Она не ответила, окинула быстрым взглядом комнату, стены, — наверное, не понимала, какой магазин, какой обморок, что она здесь делает?
— Попейте, вам станет лучше.
Грушевский протянул ей маленькую бутылку минеральной воды. Извинился, что нет стакана.
— Я не хочу пить, — недоверчиво, почти враждебно ответила она.
Грушевскому стало досадно за жуткий интерьер офиса, он подумал: кофе бы ей предложить, но придется идти в соседнюю комнату, к знакомым девчонкам за кипятком, а это ни в какие ворота…
Постепенно она пришла в себя. Щеки ее порозовели.
Она опустила ноги с дивана, поправила волосы.
— Надеюсь, вы не догадались вызвать «скорую»? — спросила, глядя на Грушевского так, словно это он был виноват в ее обмороке. — Не хватало только устроить шоу с выносом тела.
Саша усмехнулся:
— Не догадался.
Она решительно кивнула — ну слава богу, хоть что-то вы сделали правильно!
— Может, все же позвать врача? — предложил он. — Как вы себя чувствуете?
— Отлично. Мне ничего не нужно. Я уже ухожу. — Она решительно встала, сделала несколько шагов к двери и остановилась в нерешительности, положив пальцы на косяк. — Послушайте…

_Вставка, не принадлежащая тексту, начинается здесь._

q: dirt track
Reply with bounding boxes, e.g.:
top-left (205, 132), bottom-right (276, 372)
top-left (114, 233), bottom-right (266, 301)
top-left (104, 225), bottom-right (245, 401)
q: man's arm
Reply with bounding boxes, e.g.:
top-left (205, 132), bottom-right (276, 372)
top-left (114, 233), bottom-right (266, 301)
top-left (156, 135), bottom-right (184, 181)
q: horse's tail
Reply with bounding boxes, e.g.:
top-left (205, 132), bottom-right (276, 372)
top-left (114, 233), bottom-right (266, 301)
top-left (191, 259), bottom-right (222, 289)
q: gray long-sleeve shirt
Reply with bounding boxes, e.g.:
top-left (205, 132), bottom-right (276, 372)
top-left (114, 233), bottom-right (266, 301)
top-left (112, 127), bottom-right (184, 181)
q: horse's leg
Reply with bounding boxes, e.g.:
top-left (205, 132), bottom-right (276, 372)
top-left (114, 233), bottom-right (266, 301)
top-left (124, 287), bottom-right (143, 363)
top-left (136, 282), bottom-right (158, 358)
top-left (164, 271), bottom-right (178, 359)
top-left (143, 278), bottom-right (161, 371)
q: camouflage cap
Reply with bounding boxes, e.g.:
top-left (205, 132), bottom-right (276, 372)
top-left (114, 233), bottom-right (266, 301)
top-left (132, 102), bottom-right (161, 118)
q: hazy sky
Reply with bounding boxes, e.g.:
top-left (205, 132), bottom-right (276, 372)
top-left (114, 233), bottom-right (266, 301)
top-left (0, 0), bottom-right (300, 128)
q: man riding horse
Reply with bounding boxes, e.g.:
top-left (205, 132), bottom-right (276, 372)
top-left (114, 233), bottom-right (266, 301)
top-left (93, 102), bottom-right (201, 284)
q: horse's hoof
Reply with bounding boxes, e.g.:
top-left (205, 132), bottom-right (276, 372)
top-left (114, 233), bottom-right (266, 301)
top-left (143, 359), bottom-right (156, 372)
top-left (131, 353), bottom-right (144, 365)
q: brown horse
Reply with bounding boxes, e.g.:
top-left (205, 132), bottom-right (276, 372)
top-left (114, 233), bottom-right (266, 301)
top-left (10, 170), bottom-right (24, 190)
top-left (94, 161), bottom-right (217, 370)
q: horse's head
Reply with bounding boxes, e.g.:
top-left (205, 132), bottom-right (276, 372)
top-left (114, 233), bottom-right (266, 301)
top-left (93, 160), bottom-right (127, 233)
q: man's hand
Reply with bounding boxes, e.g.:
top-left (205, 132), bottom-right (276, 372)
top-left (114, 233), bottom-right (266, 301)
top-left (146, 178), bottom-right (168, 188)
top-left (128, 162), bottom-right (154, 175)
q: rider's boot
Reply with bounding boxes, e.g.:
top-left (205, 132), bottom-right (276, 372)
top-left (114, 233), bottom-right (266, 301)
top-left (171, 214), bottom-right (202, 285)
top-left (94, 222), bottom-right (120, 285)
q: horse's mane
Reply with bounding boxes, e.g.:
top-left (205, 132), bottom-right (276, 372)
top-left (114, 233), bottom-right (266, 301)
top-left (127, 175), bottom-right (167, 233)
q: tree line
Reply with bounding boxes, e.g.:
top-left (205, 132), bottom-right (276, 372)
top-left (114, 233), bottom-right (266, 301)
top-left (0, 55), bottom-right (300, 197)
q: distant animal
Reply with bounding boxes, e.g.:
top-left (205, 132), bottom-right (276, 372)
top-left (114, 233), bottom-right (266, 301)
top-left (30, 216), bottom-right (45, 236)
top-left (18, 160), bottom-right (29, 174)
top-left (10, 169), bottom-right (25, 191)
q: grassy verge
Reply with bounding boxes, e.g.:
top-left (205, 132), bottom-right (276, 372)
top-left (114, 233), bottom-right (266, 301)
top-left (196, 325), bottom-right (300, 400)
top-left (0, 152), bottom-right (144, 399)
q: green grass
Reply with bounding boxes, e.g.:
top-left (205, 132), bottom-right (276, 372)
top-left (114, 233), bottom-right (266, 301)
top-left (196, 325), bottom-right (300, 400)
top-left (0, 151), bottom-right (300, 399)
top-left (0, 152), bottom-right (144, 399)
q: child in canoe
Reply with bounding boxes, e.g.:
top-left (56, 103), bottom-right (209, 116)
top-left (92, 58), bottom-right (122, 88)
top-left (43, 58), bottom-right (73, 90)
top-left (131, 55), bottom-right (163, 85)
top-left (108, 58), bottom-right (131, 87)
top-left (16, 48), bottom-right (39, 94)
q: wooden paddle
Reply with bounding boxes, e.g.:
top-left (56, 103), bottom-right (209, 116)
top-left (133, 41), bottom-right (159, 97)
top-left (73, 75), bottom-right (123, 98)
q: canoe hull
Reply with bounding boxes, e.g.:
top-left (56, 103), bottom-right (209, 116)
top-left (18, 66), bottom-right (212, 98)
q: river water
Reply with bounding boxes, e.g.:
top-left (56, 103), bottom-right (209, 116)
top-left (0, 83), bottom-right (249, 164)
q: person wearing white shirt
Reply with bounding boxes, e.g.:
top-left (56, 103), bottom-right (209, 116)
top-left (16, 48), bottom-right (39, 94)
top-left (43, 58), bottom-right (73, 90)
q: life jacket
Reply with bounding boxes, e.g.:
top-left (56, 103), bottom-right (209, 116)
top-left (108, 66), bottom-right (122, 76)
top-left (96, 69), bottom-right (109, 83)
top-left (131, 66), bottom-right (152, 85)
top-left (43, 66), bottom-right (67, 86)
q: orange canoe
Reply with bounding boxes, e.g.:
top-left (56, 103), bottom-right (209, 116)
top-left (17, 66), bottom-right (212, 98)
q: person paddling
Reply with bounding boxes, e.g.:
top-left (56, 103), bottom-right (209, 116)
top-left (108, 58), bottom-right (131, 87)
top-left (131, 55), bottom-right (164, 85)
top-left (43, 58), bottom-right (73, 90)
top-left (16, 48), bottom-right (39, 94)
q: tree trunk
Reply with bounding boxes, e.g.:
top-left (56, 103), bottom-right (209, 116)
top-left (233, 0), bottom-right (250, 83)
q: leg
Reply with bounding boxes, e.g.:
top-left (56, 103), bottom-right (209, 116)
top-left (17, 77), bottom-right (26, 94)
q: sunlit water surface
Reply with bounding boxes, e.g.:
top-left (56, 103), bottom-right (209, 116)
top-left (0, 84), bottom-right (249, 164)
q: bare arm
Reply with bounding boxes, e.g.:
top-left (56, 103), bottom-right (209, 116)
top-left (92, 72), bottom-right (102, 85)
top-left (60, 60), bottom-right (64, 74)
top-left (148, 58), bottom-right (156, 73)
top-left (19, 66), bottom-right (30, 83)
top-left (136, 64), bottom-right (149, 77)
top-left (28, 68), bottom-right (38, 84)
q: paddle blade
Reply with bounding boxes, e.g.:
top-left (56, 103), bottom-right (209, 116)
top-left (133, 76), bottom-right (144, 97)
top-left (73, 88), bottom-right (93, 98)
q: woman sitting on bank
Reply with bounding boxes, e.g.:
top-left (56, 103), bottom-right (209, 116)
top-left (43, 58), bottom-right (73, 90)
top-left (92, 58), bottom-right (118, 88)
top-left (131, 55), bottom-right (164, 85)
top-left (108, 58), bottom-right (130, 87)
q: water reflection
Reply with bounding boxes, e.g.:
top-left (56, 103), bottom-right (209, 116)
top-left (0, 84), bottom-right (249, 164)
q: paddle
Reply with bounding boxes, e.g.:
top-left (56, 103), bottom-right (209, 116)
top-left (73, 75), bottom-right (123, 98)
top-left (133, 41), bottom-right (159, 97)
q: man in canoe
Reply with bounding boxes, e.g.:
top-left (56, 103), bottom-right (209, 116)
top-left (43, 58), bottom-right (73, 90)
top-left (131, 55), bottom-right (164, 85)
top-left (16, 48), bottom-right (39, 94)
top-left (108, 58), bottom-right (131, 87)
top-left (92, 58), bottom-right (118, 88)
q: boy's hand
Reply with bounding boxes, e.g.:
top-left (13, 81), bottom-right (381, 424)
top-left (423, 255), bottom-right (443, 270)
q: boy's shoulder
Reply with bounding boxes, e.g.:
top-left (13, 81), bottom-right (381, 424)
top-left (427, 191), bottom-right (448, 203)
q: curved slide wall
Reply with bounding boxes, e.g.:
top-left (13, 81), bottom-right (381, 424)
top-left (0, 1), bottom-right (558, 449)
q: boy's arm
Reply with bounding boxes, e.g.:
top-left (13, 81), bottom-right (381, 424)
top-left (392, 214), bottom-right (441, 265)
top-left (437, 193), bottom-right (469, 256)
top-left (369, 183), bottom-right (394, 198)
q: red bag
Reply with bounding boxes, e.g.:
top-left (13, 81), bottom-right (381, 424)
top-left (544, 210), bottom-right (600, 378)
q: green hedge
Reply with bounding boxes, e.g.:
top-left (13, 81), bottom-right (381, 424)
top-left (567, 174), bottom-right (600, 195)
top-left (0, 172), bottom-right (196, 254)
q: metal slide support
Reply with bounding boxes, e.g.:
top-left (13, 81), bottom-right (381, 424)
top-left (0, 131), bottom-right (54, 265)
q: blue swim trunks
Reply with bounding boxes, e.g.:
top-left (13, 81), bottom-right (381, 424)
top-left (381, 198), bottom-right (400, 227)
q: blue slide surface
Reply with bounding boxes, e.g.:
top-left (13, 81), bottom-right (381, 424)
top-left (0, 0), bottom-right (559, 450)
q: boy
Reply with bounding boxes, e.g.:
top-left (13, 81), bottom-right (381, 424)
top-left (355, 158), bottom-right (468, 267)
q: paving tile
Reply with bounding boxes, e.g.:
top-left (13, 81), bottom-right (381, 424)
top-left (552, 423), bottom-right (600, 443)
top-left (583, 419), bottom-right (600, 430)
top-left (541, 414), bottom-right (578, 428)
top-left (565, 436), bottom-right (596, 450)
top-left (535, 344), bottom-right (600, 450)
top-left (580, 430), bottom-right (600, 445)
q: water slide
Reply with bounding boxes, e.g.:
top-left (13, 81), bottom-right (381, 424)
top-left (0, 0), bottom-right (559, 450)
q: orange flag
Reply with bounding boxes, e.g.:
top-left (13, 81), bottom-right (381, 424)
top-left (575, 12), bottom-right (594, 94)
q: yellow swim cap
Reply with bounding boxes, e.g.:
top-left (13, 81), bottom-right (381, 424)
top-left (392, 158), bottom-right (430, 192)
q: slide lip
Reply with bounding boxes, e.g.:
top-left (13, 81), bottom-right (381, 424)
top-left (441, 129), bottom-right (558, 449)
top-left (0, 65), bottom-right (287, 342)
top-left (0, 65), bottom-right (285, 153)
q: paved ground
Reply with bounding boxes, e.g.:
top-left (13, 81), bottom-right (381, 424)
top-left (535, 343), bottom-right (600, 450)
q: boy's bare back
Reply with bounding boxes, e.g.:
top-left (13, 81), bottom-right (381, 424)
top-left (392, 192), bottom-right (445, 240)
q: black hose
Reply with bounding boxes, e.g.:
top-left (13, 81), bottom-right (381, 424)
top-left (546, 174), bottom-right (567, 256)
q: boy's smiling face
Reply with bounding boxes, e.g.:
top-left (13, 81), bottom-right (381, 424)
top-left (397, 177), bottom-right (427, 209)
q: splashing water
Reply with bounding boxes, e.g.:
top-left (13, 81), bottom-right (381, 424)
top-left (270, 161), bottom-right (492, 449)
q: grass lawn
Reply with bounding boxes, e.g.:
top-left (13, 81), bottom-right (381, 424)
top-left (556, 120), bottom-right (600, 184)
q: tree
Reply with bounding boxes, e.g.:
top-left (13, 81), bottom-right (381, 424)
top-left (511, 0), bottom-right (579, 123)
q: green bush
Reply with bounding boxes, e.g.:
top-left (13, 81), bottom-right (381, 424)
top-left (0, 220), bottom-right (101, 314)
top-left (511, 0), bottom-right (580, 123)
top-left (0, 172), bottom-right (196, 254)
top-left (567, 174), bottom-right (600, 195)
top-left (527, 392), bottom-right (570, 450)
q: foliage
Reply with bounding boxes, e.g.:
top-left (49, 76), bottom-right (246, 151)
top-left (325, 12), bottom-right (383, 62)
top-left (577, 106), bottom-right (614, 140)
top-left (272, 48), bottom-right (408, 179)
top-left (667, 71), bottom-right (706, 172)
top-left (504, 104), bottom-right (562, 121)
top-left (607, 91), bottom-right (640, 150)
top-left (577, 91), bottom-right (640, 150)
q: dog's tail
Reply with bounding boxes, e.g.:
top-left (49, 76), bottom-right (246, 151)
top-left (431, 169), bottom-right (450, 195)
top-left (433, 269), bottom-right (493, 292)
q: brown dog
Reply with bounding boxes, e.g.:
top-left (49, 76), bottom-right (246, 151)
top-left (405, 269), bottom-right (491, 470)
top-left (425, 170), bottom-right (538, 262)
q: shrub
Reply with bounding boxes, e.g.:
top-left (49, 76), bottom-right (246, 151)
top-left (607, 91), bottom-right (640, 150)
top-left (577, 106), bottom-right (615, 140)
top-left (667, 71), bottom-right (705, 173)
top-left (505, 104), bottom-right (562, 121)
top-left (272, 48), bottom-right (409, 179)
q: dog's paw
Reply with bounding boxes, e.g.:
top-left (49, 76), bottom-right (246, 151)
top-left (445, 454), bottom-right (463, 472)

Она посмотрела на Грушевского, но не в лицо, а куда-то в область правого плеча. «Читает мое имя на карточке».
– догадался он. Действительно, жена хозяина впервые назвала его по имени.
— Послушайте, Александр, не говорите никому, что я… что мне стало плохо. И вызовите такси.
— Я могу вас отвезти куда нужно.
Она согласилась.
Запутанный лабиринт коридоров вывел их к служебному входу, на задний двор торгового центра, где сотрудники парковали свои машины. Грушевский шел впереди, прислушиваясь к тихому постукиванию ее каблуков по плитке пола и думал, что она забыла одеться, на улице снег, а она в тонком костюме — когда он нес ее на руках, сквозь ткань слышался стук ее сердца.
— Вы не хотите вернуться и надеть пальто? — не оглядываясь, спросил он, и почувствовал, что она содрогнулась от отвращения.
— Нет.
— Я могу принести его вам.
— Нет! — резко выкрикнула она. И уже тише добавила: — Муж потом захватит. Поехали скорее.
По дороге они молчали. Грушевский отдал ей старый плед, завалявшийся на заднем сиденье со времен последнего летнего сабантуя на даче у друзей. Она закуталась и сидела, закрыв глаза. Со стороны казалось, будто она спит.